Piper Kerman found friends, a book & a cause in prison

Piper Kerman speaks at BGSU

By DAVID DUPONT

BG Independent News

Piper Kerman was a just a couple years out of college when she stepped over the line.

She’d been traveling all over the world with her drug dealing girlfriend. She tried to keep out of her lover’s business until she was asked to carry a suitcase full of money from Chicago to Brussels.

Kerman knew what she’d done, and soon after broke off the relationship, returned to the United States and put that life behind her. That’s what she thought. About five years later federal authorities rang her doorbell in New York City, and the time came to pay for her crime.

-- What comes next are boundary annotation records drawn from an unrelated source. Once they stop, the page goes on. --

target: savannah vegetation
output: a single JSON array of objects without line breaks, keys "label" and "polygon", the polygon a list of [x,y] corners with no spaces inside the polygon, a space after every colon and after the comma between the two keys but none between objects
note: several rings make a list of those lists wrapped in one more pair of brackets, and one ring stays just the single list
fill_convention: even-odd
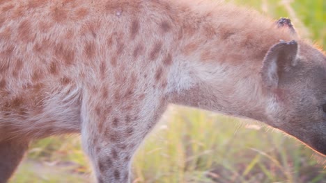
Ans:
[{"label": "savannah vegetation", "polygon": [[[326,45],[326,1],[226,1],[275,19]],[[326,159],[254,121],[171,106],[134,157],[134,182],[326,182]],[[78,135],[34,141],[10,183],[92,182]]]}]

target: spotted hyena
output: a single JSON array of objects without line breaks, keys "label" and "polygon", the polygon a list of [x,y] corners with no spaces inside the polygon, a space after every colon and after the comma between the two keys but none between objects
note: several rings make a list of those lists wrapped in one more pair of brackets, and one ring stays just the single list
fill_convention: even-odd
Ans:
[{"label": "spotted hyena", "polygon": [[286,19],[210,1],[0,0],[0,182],[30,141],[66,133],[98,182],[127,182],[169,103],[263,121],[326,155],[325,54]]}]

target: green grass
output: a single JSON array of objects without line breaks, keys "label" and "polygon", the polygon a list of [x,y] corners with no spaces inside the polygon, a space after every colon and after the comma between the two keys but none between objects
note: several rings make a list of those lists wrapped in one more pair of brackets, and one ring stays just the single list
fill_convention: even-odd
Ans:
[{"label": "green grass", "polygon": [[[325,50],[326,1],[228,1],[288,17]],[[134,158],[134,182],[326,182],[325,158],[256,123],[171,107]],[[11,183],[91,182],[78,136],[34,142]]]}]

Kerman ended up serving 15 months in federal prison, and came out to write the best seller “Orange is the New Black: My Year in a Women’s Prison.” On Tuesday night she spoke at Bowling Green State University as the guest of University Libraries’ Ordinary People: Extraordinary Lives series.

Being in prison meant more than serving time.

Kerman said when she had carried that money from Chicago to Brussels she didn’t think about the consequences her actions. In prison she came face to face with those whose lives had been devastated by drugs.

“My closeness and connection to those women led me to realize the harm of my own actions, and I’m very, very grateful for that,” she said.

Kerman said she was grateful to Jenji Kohan who produced the Netflix series based on the book, for keeping the issues she wanted to highlight in the book in the forefront.

Among those were friendship. Kerman said she didn’t go into prison expecting to find friends, but wouldn’t have survived without them.

Kerman talked about Pom-Pom. They worked at jobs near each other in prison. Pom-Pom was released a few months before Kerman, just before Thanksgiving. She ended up sleeping on the floor of a relative who didn’t want her there. The area she lived in was cold and dangerous and poor.

Before Christmas she wrote a letter to Kerman, telling her to keep her spirits up because she’d be released soon.

Then she wrote: “I really miss you guys. I feel like you’re my real family.”

Kerman was overwhelmed. She cried not just about her friend’s current situation but because “I wished she was back in prison with us.”

In writing “Orange Is the New Black,” she said she wanted readers to feel as deeply about Pom-Pom as she did.

Since being released in early 2005, Kerman has worked on efforts to assist inmates and on criminal justice reform.

The United States imprisons more people than any other country in the world. While the U.S. has 5 percent of the world population it has 25 percent of its prisoners. It has a third of the female prisoners.

In the past three decades the number of female inmates has increased 650 percent. (The male prison population increased 400 percent.) And those arrested, judged and sentenced are disproportionately black. This was not because of any crime wave, but the way sentences are handed out. Most were for non-violent offenses such as drug possession and prostitution.  In the past these offenses wouldn’t merit prison time.

In New York City it costs $65,000 a year to put a woman in prison. If she has kids and they go into foster care, that expense doubles. A father going to prison is devastating to a family; the effect of a mother going to prison is “seismic,” she said.

If that woman is “held accountable within the community,” and gets the services she needs, whether drug treatment or job training, it costs $18,000.

What needs to be done is “right sizing sentences,” she said.

There also needs to be jail and court reform. While there’s 2.3 million people are in prison there are as many as 12 million in local and county jails.

The public defense system needs to be strengthened. Kerman said 80 percent of defendants are too poor to hire an attorney.

She also called on reform of the juvenile justice system. The number of inmates in juvenile jails has been cut in half.

More needs to be done to keep more young offenders in the community. Someone sent to juvenile jail is much more likely to commit another crime, she said.

And in no case should a juvenile serve time in an adult prison.

Kerman concluded that it had been a great day – on campus surrounded by orange, she quipped. She was out spreading the word about a cause she was passionate about. It was not a day when she was entering prison or carrying drug money from Chicago to Brussels.

“What I want for all the women I did time with is to be recognized, not for our worst days, but our best days.”